Tetrageddon is a beautiful mess. The website serves as a catalog of games made by its creator, Nathalie Lawhead or Alien Melon, and is a game within itself. The landing page is a busy mess of popups with a design reminiscent of Windows XP.

This theme of old-style tech is present throughout the website. Some pages look like the Windows XP desktop and others are just raw HTML.


The website has a linear progression with many branching off paths that will open up new pages. Most of the site can be accessed through a singular page, but by design, it is hard to find anything. That is mainly due to the fact that it is a game. To steal a concept from game design (I am now somehow on topic for my website) Tetrageddon seems to be aiming for a discovery aesthetic by using the mechanic of numerous branching and parallel paths. As a video game, it is a good design to make things difficult to discover. It encourages the player to explore. As a website, this is the worst possible design. To highlight this let me describe how to get to the games catalog.
Getting to the Games Catalog

When you open Tetrageddon you learn that your computer has been infected by cyberzombies and so you must click through a series of popups in order to get to your desktop.
Once most of the popups are cleared you learn that you must click on the CYBERMONKEY in the bottom left corner of your screen to start. This is clever as the monkey was always there so on subsequent visits you will not have to clear the pop ups. On this page we also have our first two branching paths. In the top right you can click on the press kit and the other stuff files.

After clicking on the CYBERMONKEY the desktop is clear and the monkey turns into a pile of bones. On the desktop, there are four icons and the start menu.

Clicking the light switch icon in the bottom left activates dark-mode where the user meets Tatghoul. There is a dialogue that ends with Tatghoul saying that if you want the password you must sacrifice bones to the BONE LOARD… why should I want a password?
Going back to the desktop and opening the start menu you see a button labeled “The games.” Clicking on this will take you to a different menu that shows off ten other games made by Alien Melon. Some of the games are locked behind a password that you can only get by talking to Tatghoul and sacrificing CYBERMONKEY’s bones to the BONE LOARD. The reason why I am describing the process of accessing the catalog out of order is, that is the order I did it in.
Now to get the password click and drag CYBERMONKEY’s bones into the recycling bin and speak to Tatghoul again. She will show you the door to the bone lord who will give you the password “sorry”. You have now accessed the games catalog.
user experience and accessibility
My first time on the website I was on my laptop and the BONE LOARD did not work. My laptop has a 16:9 resolution. The page was designed for 16:10 and so the BONE LOARD’s head was cropped out. This is a problem as to progress you must click the BONE LOARD’s head. Unless you are on a desktop with a standard monitor the website will not work. It does not work on phones as well.

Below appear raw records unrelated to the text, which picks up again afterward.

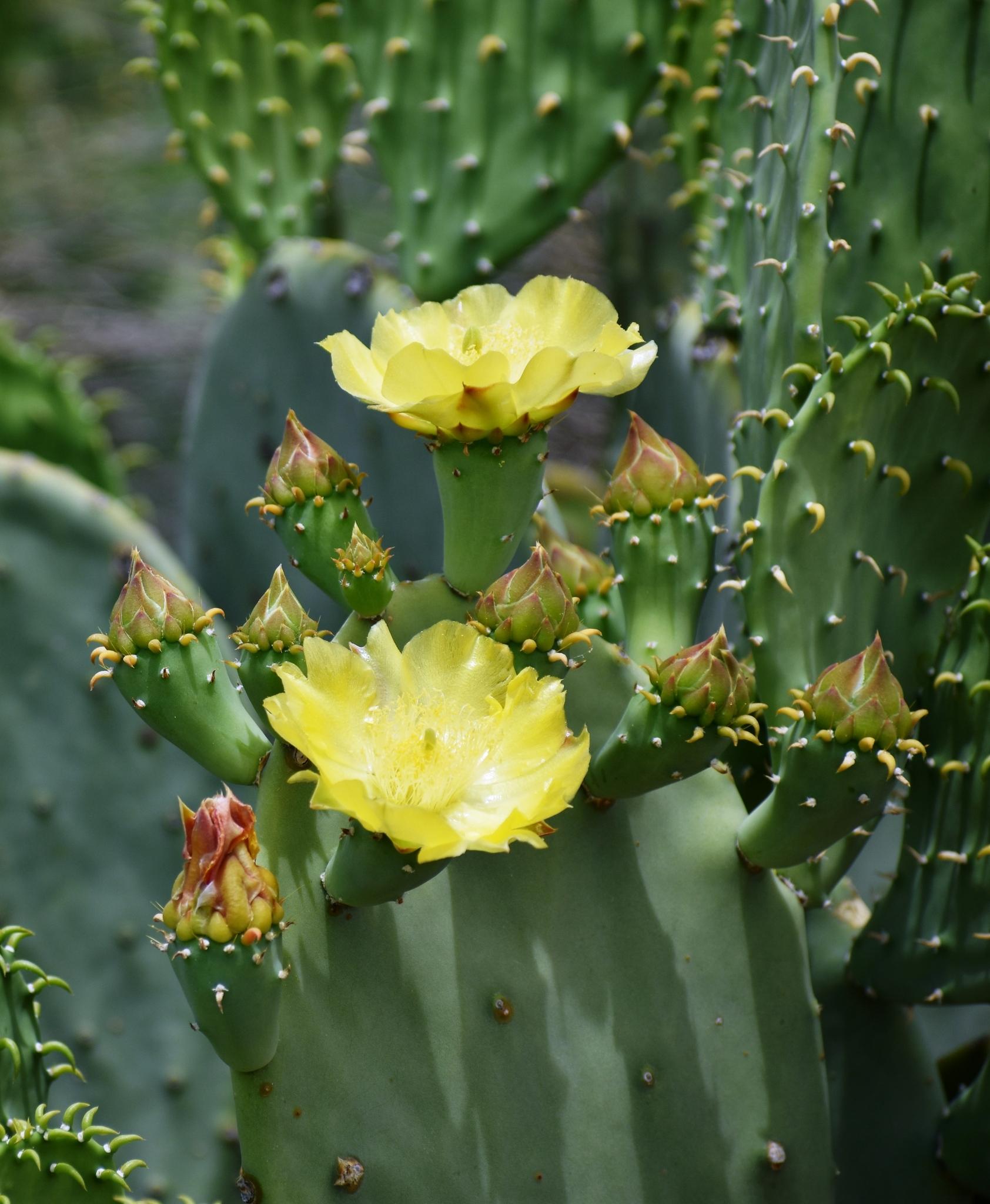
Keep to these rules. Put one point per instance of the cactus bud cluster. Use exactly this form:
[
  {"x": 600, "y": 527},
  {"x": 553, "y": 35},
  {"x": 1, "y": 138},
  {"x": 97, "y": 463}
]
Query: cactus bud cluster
[
  {"x": 222, "y": 892},
  {"x": 860, "y": 698},
  {"x": 304, "y": 466},
  {"x": 529, "y": 606},
  {"x": 279, "y": 621},
  {"x": 705, "y": 682},
  {"x": 151, "y": 610},
  {"x": 582, "y": 572},
  {"x": 652, "y": 473}
]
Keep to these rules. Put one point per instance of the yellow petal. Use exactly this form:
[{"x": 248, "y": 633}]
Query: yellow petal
[
  {"x": 489, "y": 369},
  {"x": 386, "y": 661},
  {"x": 553, "y": 376},
  {"x": 635, "y": 364},
  {"x": 614, "y": 339},
  {"x": 428, "y": 324},
  {"x": 471, "y": 413},
  {"x": 354, "y": 367},
  {"x": 566, "y": 313},
  {"x": 481, "y": 305},
  {"x": 418, "y": 373},
  {"x": 457, "y": 661},
  {"x": 322, "y": 713}
]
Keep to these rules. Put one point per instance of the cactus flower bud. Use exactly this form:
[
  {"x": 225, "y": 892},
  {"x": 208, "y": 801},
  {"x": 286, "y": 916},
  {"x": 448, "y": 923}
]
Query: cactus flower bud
[
  {"x": 365, "y": 580},
  {"x": 306, "y": 466},
  {"x": 706, "y": 681},
  {"x": 271, "y": 635},
  {"x": 160, "y": 650},
  {"x": 222, "y": 930},
  {"x": 312, "y": 499},
  {"x": 149, "y": 608},
  {"x": 838, "y": 766},
  {"x": 861, "y": 697},
  {"x": 279, "y": 621},
  {"x": 223, "y": 892},
  {"x": 529, "y": 604},
  {"x": 581, "y": 571},
  {"x": 701, "y": 704},
  {"x": 651, "y": 473}
]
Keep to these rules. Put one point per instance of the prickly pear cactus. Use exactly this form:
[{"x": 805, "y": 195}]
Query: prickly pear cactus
[
  {"x": 259, "y": 95},
  {"x": 56, "y": 530},
  {"x": 491, "y": 122},
  {"x": 263, "y": 362},
  {"x": 45, "y": 411}
]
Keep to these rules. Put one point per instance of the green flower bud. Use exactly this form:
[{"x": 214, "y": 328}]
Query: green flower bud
[
  {"x": 529, "y": 604},
  {"x": 706, "y": 681},
  {"x": 861, "y": 698},
  {"x": 151, "y": 608},
  {"x": 366, "y": 582},
  {"x": 223, "y": 891},
  {"x": 305, "y": 466},
  {"x": 652, "y": 474},
  {"x": 277, "y": 623},
  {"x": 581, "y": 570}
]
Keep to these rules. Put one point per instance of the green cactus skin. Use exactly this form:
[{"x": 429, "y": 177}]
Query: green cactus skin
[
  {"x": 366, "y": 869},
  {"x": 234, "y": 997},
  {"x": 885, "y": 1098},
  {"x": 264, "y": 362},
  {"x": 490, "y": 124},
  {"x": 186, "y": 695},
  {"x": 45, "y": 411},
  {"x": 925, "y": 941},
  {"x": 913, "y": 190},
  {"x": 44, "y": 1161},
  {"x": 432, "y": 1007},
  {"x": 815, "y": 801},
  {"x": 139, "y": 1056},
  {"x": 677, "y": 728},
  {"x": 273, "y": 635},
  {"x": 845, "y": 540},
  {"x": 488, "y": 494},
  {"x": 24, "y": 1078},
  {"x": 962, "y": 1136},
  {"x": 259, "y": 94}
]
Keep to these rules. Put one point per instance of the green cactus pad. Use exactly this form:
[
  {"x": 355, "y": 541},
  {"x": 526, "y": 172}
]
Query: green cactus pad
[
  {"x": 488, "y": 493},
  {"x": 140, "y": 1060},
  {"x": 845, "y": 541},
  {"x": 63, "y": 1159},
  {"x": 928, "y": 938},
  {"x": 259, "y": 95},
  {"x": 264, "y": 362},
  {"x": 367, "y": 868},
  {"x": 45, "y": 411},
  {"x": 878, "y": 1065},
  {"x": 24, "y": 1076},
  {"x": 490, "y": 126},
  {"x": 235, "y": 992}
]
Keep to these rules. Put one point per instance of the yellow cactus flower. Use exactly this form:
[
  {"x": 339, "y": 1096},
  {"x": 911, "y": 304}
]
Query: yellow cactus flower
[
  {"x": 442, "y": 747},
  {"x": 490, "y": 364}
]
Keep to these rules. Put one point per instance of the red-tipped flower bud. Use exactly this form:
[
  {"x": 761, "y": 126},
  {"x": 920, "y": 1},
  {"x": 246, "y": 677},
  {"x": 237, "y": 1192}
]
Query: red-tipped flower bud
[
  {"x": 150, "y": 608},
  {"x": 707, "y": 681},
  {"x": 530, "y": 603},
  {"x": 860, "y": 698},
  {"x": 581, "y": 570},
  {"x": 306, "y": 466},
  {"x": 279, "y": 621},
  {"x": 223, "y": 891},
  {"x": 652, "y": 473}
]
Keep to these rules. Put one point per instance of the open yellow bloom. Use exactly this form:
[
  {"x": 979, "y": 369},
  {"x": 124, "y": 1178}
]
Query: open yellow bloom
[
  {"x": 489, "y": 363},
  {"x": 443, "y": 747}
]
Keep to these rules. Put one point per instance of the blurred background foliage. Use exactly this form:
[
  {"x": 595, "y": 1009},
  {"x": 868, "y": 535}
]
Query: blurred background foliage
[{"x": 111, "y": 253}]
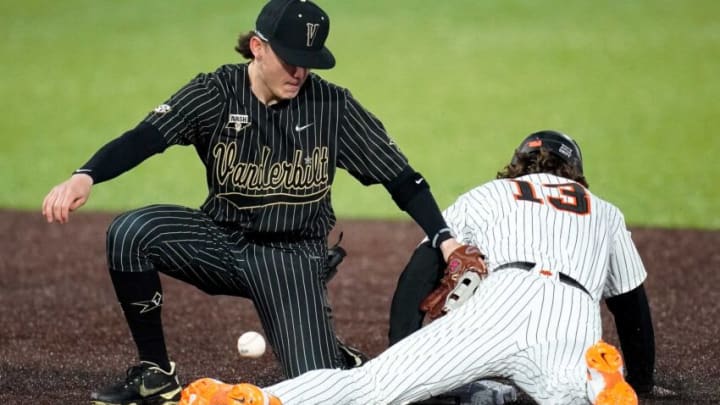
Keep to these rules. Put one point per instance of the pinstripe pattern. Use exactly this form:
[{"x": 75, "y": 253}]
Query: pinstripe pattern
[
  {"x": 595, "y": 248},
  {"x": 268, "y": 176},
  {"x": 485, "y": 341},
  {"x": 527, "y": 326},
  {"x": 282, "y": 278}
]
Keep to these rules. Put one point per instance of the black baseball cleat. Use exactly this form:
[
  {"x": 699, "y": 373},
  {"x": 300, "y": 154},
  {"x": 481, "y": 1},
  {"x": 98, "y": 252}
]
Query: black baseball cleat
[
  {"x": 144, "y": 384},
  {"x": 351, "y": 356}
]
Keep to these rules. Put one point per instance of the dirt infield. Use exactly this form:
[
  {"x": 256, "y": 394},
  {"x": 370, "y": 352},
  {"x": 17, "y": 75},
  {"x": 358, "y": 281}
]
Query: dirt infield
[{"x": 63, "y": 334}]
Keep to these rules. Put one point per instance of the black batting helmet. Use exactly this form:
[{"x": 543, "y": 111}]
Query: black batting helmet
[{"x": 556, "y": 143}]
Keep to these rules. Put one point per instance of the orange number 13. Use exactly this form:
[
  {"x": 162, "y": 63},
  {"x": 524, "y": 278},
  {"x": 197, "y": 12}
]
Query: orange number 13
[{"x": 573, "y": 198}]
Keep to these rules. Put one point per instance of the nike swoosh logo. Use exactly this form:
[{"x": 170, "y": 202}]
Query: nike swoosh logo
[
  {"x": 146, "y": 392},
  {"x": 299, "y": 128}
]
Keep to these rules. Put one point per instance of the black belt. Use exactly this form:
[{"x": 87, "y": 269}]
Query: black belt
[{"x": 527, "y": 266}]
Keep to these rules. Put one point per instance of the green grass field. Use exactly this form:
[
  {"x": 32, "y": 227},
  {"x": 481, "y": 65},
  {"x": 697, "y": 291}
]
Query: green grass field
[{"x": 456, "y": 82}]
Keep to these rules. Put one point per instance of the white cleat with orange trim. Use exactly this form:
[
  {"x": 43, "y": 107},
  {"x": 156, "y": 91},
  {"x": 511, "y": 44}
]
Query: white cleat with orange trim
[{"x": 606, "y": 384}]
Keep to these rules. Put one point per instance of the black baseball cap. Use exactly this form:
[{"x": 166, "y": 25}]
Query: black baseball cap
[{"x": 296, "y": 31}]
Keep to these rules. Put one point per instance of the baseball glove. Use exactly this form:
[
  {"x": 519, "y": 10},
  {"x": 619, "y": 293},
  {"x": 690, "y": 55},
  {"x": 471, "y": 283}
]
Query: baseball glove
[{"x": 450, "y": 294}]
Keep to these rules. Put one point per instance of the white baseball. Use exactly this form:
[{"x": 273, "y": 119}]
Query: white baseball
[{"x": 251, "y": 344}]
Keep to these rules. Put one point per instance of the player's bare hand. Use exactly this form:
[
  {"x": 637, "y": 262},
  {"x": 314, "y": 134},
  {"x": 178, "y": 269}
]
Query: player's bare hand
[
  {"x": 658, "y": 392},
  {"x": 448, "y": 246},
  {"x": 66, "y": 197}
]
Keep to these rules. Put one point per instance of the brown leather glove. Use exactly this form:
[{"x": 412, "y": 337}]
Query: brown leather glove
[{"x": 465, "y": 258}]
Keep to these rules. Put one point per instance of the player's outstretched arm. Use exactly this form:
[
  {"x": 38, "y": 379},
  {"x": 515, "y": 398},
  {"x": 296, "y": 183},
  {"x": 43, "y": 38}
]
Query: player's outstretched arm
[
  {"x": 421, "y": 275},
  {"x": 66, "y": 197}
]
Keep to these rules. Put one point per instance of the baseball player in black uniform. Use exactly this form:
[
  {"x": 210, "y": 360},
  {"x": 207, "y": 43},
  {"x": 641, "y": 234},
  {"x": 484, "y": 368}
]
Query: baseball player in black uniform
[{"x": 271, "y": 135}]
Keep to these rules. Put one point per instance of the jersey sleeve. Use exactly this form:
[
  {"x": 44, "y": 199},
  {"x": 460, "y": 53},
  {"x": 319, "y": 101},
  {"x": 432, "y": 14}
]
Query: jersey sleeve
[
  {"x": 364, "y": 148},
  {"x": 190, "y": 112},
  {"x": 626, "y": 270}
]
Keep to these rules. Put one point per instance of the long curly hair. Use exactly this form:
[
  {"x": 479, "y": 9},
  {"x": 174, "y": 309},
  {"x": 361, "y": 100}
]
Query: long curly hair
[{"x": 542, "y": 161}]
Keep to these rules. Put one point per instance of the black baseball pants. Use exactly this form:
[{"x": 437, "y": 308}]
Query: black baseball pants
[{"x": 282, "y": 278}]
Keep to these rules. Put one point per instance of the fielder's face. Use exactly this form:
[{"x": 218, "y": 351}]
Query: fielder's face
[{"x": 272, "y": 79}]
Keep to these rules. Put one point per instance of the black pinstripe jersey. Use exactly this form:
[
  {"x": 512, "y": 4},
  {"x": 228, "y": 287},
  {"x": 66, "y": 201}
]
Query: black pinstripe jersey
[{"x": 270, "y": 169}]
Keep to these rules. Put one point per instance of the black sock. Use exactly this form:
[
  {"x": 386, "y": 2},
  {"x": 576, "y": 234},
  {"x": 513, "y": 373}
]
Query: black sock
[{"x": 140, "y": 296}]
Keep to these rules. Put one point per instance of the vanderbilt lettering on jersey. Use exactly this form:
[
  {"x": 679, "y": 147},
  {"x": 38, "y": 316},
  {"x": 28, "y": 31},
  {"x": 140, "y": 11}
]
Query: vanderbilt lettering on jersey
[
  {"x": 302, "y": 180},
  {"x": 271, "y": 168}
]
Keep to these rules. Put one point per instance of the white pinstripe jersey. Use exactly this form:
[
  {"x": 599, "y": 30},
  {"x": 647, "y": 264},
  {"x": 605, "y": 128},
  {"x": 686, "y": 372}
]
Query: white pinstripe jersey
[
  {"x": 552, "y": 221},
  {"x": 270, "y": 168}
]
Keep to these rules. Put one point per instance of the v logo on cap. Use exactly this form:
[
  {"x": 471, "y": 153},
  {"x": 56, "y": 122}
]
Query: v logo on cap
[
  {"x": 311, "y": 32},
  {"x": 296, "y": 31}
]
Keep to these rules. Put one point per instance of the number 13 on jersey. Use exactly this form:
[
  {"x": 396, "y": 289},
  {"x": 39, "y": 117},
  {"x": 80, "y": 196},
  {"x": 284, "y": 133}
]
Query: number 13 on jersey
[{"x": 572, "y": 197}]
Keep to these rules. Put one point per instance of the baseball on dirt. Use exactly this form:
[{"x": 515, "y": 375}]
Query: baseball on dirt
[{"x": 251, "y": 344}]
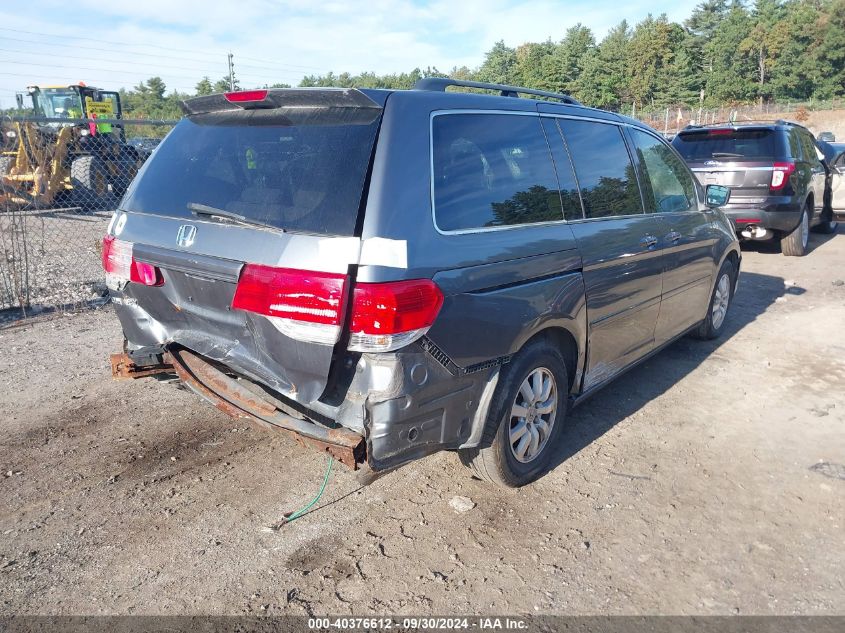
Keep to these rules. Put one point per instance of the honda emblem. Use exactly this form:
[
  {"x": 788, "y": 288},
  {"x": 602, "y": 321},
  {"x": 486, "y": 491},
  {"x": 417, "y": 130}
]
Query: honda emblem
[{"x": 186, "y": 234}]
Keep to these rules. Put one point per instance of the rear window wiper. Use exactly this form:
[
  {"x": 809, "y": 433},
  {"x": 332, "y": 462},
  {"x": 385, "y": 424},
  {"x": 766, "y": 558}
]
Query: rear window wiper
[{"x": 213, "y": 212}]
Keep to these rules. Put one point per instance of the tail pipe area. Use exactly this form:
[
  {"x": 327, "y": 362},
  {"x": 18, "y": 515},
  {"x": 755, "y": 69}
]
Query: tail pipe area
[{"x": 225, "y": 393}]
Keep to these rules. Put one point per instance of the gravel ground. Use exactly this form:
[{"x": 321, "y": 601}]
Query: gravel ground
[{"x": 710, "y": 480}]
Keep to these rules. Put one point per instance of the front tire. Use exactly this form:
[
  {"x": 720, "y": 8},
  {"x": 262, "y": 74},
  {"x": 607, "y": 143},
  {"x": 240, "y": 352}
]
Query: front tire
[
  {"x": 795, "y": 244},
  {"x": 720, "y": 302},
  {"x": 525, "y": 420}
]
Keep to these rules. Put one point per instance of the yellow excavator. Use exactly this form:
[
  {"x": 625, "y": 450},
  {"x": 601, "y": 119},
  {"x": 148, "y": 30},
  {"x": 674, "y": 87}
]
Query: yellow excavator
[{"x": 58, "y": 158}]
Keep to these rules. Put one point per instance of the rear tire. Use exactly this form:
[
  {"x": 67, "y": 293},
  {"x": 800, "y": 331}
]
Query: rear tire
[
  {"x": 516, "y": 449},
  {"x": 89, "y": 177},
  {"x": 720, "y": 302},
  {"x": 828, "y": 225},
  {"x": 795, "y": 244}
]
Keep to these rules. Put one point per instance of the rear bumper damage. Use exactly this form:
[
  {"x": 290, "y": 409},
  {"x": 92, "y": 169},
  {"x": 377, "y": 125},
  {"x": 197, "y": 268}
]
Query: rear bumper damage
[
  {"x": 229, "y": 396},
  {"x": 396, "y": 408}
]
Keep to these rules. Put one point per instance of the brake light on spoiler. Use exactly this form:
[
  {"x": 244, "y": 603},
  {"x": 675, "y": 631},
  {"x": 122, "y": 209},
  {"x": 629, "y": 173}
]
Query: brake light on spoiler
[
  {"x": 120, "y": 264},
  {"x": 780, "y": 175},
  {"x": 310, "y": 306},
  {"x": 246, "y": 96}
]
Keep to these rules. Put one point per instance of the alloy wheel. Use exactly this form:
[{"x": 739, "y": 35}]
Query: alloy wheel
[{"x": 533, "y": 415}]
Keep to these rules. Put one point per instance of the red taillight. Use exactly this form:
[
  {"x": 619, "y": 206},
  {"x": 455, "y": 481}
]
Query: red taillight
[
  {"x": 305, "y": 305},
  {"x": 119, "y": 263},
  {"x": 780, "y": 175},
  {"x": 387, "y": 316},
  {"x": 309, "y": 306},
  {"x": 245, "y": 96}
]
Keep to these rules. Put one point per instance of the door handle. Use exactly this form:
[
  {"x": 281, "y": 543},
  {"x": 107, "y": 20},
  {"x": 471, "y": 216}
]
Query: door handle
[{"x": 648, "y": 241}]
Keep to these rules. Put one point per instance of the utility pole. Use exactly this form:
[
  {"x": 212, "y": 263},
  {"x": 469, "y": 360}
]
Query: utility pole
[{"x": 231, "y": 73}]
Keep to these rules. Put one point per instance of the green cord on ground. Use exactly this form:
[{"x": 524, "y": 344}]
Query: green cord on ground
[{"x": 295, "y": 515}]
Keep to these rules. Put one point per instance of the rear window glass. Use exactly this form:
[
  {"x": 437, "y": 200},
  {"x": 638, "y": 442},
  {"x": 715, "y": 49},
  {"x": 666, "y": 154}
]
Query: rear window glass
[
  {"x": 301, "y": 178},
  {"x": 492, "y": 170},
  {"x": 719, "y": 143},
  {"x": 604, "y": 169}
]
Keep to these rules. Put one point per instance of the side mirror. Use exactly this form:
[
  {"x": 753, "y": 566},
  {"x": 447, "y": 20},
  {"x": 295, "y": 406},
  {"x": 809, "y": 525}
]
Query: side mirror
[{"x": 716, "y": 196}]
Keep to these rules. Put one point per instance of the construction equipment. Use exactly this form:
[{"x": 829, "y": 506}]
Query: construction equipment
[{"x": 62, "y": 156}]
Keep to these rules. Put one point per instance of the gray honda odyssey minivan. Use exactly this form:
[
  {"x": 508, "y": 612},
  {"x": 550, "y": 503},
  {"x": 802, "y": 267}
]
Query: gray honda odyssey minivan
[{"x": 389, "y": 273}]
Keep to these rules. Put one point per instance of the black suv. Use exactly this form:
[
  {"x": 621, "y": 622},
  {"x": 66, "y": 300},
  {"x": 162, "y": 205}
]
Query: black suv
[
  {"x": 387, "y": 274},
  {"x": 775, "y": 173}
]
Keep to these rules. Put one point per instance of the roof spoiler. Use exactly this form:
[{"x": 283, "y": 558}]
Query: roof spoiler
[{"x": 299, "y": 105}]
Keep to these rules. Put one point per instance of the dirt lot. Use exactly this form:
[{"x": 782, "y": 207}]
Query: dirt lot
[{"x": 709, "y": 480}]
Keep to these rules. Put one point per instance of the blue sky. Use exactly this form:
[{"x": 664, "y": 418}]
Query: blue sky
[{"x": 276, "y": 40}]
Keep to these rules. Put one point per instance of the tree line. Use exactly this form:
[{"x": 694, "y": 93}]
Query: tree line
[{"x": 724, "y": 53}]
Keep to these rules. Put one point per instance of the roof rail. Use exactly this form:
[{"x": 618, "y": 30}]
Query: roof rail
[
  {"x": 440, "y": 84},
  {"x": 738, "y": 123}
]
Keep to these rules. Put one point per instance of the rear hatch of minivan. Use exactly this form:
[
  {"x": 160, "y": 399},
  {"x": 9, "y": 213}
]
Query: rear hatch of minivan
[
  {"x": 237, "y": 240},
  {"x": 742, "y": 158}
]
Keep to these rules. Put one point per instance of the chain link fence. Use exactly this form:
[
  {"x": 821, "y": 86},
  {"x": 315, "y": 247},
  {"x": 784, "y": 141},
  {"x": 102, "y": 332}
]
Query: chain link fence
[
  {"x": 60, "y": 181},
  {"x": 670, "y": 120}
]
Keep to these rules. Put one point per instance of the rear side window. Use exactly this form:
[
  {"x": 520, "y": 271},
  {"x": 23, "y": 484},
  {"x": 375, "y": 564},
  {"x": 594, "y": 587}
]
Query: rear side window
[
  {"x": 301, "y": 178},
  {"x": 603, "y": 166},
  {"x": 492, "y": 170},
  {"x": 671, "y": 186},
  {"x": 726, "y": 144}
]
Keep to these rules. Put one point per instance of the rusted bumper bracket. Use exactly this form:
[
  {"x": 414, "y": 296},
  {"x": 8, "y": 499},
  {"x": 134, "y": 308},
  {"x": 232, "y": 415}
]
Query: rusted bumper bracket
[
  {"x": 230, "y": 397},
  {"x": 123, "y": 367},
  {"x": 233, "y": 399}
]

This site is hardly usable to a general audience and is much worse for a differently able audience. The main page is more or less a JavaScript game forced to run in the browser and so most accessibility programs will not be able to parse that page at all. Even if things like alt-text were possible the multi-path design would make things difficult because there is no good way to go back. From being infected with cyberzombies to getting the password from the BONE LOARD the page does not change meaning that pressing the back button will reset progress. There are some pages that one can get to through Tetrageddon.com that are more HTML based but most of them are just a catalog of links to images and .exe files that I did not wish to run. The images on these auxiliary sites don’t have any alt text as they are download links. Overall the site is more or less completely inaccessible to the differently abled.
design takeaway
Tetrageddon is supposed to be an experience. The website describes itself as “the weirdest most tortured not-a-game game you will ever experience.” I feel that the site also has an unannounced second purpose as a portfolio. For all my misgivings about the websites web design its game design is quite good especially for an in browser game. It is a great example of show don’t tell. Nathalie Lawhead could have made a normal portfolio where she describes the games she has made and the awards she won, but instead she made something with the same chaotic energy as the rest of her work.
For all the bad of the site design it has greatly inspired me to add interactivity to my own design. My site is about game design and it would be a shame if there weren’t any games on it. I don’t intend on making something as chaotic as Tetrageddon but I intend to make something like a game like. Tetrageddon sacrifices good web design for good game design. When it comes to integrating games to my own site the compromises in my design will always lean toward good web design.
The design makes heavy use of the affordances and assumptions of a computer desktop not a website. This is because the website is actually able to be downloaded off of itch.io and run off of the desktop.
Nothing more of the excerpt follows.